The planet's coral reefs are estimated to provide $300 billion in value each year, giving hundreds of millions of people food, jobs and protection. And the medicinal value of these "rainforests of the sea" has yet to be fully explored.
But they are losing in a fight against humanity -- overfishing, pollution, coastal development and ocean acidification are taking their toll. According to the first global reef exctinction study, one-third of reef-building coral species face extinction.
"Perhaps 30 years ago, the biggest misconception people had was that the oceans are so huge that man could never pollute them nor could we ever over-exploit life in the sea," said Capt. Philip G. Renaud, the Executive Director of the Living Oceans Foundation. "That has changed now, but many of our bad habits unfortunately haven’t changed fast enough."
Now, Jürgen Freund and Stella Chiu-Freund are having a closer look at the situation. The Australia-based husband and wife team have been commissioned by the World Wildlife Fund (WWF) Global Photo Network to go on an 18-month photojournalistic expedition to investigate, according to their blog, "the connectivity between the wildlife and peoples of the region, and the threats they face." Known as the Freund Factory, the pair is one of the world's top underwater photographic teams.

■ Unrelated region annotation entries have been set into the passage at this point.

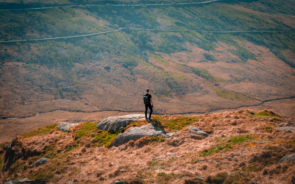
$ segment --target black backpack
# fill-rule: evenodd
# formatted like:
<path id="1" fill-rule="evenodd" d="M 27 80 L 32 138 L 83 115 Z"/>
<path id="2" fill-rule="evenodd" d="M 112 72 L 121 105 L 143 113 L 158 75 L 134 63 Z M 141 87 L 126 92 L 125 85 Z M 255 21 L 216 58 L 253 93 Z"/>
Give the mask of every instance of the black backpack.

- Sign a petition sponsored by the 11th International Coral Reef Symposium urging policymakers to help protect coral reefs by committing to low carbon economic growth
- Visit the Coral Triangle Photo Expedition blog
- Visit the Living Oceans Foundation
- Enter the Dead Zone (April 20, 2009)
- Coral Reefs: Here Now, Gone Tomorrow? (April 3, 2009)
- 13.7 BILLION YEARS EXCLUSIVE: Interview with Philip Renaud, Executive Director, Living Oceans Foundation (Part 1 of 5) (March 15, 2009)
- Oceanic Acid Trip (March 10, 2009)
- Google Earth Goes Deep (February 5, 2009)
- Indonesia Creates Asian Reef Conservation Group (November 24, 2008)
- Hundreds of Species Discovered on Great Barrier Reef (September 21, 2008)
- One-Third of Coral Reefs Face Extinction (July 11, 2009)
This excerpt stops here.